Introduction
Tchap, la messagerie instantanée développée par la Direction interministérielle du numérique (DINUM), reposait sur une promesse sérieuse : offrir aux agents publics français un canal de communication souverain, audité par l'ANSSI, fondé sur le protocole ouvert Matrix avec chiffrement de bout en bout. En septembre 2025, son déploiement avait été généralisé à l'ensemble de l'administration centrale. Pourtant, début juin 2026, un attaquant a exfiltré les données de 73 467 comptes — soit environ 9 % de la base utilisateurs — sans jamais avoir à toucher au chiffrement.
Le protocole sécurisé contourné sans être attaqué
L'attaquant n'a pas cherché à casser la cryptographie. Il a eu recours à l'ingénierie sociale pour compromettre un compte utilisateur légitime, obtenant ainsi un accès authentifié à la plateforme. Une fois à l'intérieur, le vol s'est opéré depuis les salons publics de Tchap, qui, contrairement aux conversations privées, ne bénéficient pas du chiffrement de bout en bout. Résultat : près de 650 000 messages, les noms, adresses e-mail, affiliations organisationnelles et métadonnées de 73 467 agents ont été exfiltrés, accompagnés de 13,5 Go de documents et fichiers partagés dans ces espaces ouverts.
L'incident révèle une vulnérabilité supplémentaire, indépendante de l'attaque initiale : des identifiants LDAP retrouvés en clair dans un script PowerShell partagé dans un salon public. Ces credentials, déposés apparemment par un responsable informatique d'un service régional, constituaient une porte d'entrée exploitable directement, sans aucune sophistication technique.
L'ANSSI a détecté l'intrusion le 7 juin. La DINUM a immédiatement bloqué le compte compromis et notifié la CNIL. Les conversations privées chiffrées sont restées inaccessibles à l'attaquant.

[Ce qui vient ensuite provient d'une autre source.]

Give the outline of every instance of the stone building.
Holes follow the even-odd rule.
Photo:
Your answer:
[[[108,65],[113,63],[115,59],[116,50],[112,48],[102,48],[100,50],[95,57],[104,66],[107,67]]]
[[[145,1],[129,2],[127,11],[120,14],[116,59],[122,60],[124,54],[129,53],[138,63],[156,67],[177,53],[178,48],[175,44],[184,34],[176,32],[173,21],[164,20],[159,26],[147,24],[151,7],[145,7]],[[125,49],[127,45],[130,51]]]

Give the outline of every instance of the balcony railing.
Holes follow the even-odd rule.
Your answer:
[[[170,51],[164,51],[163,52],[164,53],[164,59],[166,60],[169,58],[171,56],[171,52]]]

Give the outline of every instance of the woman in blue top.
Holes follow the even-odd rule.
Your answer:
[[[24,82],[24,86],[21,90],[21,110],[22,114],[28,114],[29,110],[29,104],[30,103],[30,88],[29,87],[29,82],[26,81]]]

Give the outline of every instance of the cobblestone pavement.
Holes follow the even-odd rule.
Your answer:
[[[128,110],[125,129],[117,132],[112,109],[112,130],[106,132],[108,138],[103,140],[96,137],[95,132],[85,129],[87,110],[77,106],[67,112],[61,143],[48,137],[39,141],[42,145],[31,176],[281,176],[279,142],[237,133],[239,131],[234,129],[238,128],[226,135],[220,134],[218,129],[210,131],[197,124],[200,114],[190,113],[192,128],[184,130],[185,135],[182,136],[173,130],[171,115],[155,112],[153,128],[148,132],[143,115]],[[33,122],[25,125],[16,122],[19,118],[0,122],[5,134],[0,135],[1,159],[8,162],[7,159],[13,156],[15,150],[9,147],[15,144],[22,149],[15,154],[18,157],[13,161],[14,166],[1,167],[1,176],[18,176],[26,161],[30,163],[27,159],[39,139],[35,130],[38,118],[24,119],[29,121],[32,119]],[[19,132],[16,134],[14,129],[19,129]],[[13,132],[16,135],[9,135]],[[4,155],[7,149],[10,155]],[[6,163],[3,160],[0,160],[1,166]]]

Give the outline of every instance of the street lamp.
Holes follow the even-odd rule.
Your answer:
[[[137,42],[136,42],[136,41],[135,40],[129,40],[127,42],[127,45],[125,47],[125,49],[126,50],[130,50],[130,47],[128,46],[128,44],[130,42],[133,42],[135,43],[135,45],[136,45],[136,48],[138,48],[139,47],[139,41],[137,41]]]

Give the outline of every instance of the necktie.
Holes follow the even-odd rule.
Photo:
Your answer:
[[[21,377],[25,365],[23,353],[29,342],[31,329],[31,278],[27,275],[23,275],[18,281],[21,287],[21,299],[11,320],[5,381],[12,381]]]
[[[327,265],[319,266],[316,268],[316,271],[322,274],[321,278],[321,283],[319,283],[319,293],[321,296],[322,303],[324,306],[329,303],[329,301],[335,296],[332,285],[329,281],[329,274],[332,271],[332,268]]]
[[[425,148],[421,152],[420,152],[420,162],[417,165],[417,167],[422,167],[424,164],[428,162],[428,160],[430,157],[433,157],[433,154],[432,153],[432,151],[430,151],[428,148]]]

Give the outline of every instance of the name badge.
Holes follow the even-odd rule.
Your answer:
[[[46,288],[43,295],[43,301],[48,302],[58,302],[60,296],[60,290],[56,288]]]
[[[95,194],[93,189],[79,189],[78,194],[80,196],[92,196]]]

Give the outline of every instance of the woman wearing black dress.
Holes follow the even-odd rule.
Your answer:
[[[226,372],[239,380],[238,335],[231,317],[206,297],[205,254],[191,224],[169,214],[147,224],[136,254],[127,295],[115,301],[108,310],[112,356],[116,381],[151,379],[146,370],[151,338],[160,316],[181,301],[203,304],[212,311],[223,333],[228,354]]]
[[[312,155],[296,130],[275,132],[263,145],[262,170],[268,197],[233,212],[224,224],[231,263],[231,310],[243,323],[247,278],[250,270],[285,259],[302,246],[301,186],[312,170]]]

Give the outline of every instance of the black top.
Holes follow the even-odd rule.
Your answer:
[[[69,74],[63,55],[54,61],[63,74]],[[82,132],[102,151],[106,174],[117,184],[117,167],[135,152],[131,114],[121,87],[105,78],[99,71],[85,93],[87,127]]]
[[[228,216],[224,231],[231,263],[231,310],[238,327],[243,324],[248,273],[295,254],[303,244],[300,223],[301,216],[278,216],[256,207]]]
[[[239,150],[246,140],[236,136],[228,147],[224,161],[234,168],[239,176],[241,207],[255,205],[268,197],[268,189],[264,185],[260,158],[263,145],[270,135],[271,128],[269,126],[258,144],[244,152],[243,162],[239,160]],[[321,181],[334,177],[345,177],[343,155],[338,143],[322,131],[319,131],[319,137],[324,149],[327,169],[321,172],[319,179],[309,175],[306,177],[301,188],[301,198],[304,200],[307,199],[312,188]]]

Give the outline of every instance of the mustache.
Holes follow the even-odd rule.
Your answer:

Mais les dégâts sur les données publiques étaient consommés.
L'écart entre architecture sécurisée et déploiement réel
Tchap illustre un problème structurel bien connu des équipes de sécurité, mais encore trop souvent négligé lors des déploiements à grande échelle : la robustesse de l'architecture ne garantit pas la sécurité des usages. Les concepteurs avaient correctement fait leur travail — protocole ouvert et auditable, chiffrement fort pour les échanges privés, infrastructure hébergée sur cloud souverain. Mais la plateforme a été déployée auprès de populations très hétérogènes, sans que les comportements de sécurité soient homogènes : sensibilisation insuffisante au phishing et à la manipulation sociale, mauvaise gestion des secrets dans les scripts partagés, données sensibles déposées dans des salons publics non chiffrés faute de distinction claire entre les deux types d'espaces.
Confondre la certification d'un produit avec la sécurité de son déploiement est une erreur que ne font pas que les administrations publiques.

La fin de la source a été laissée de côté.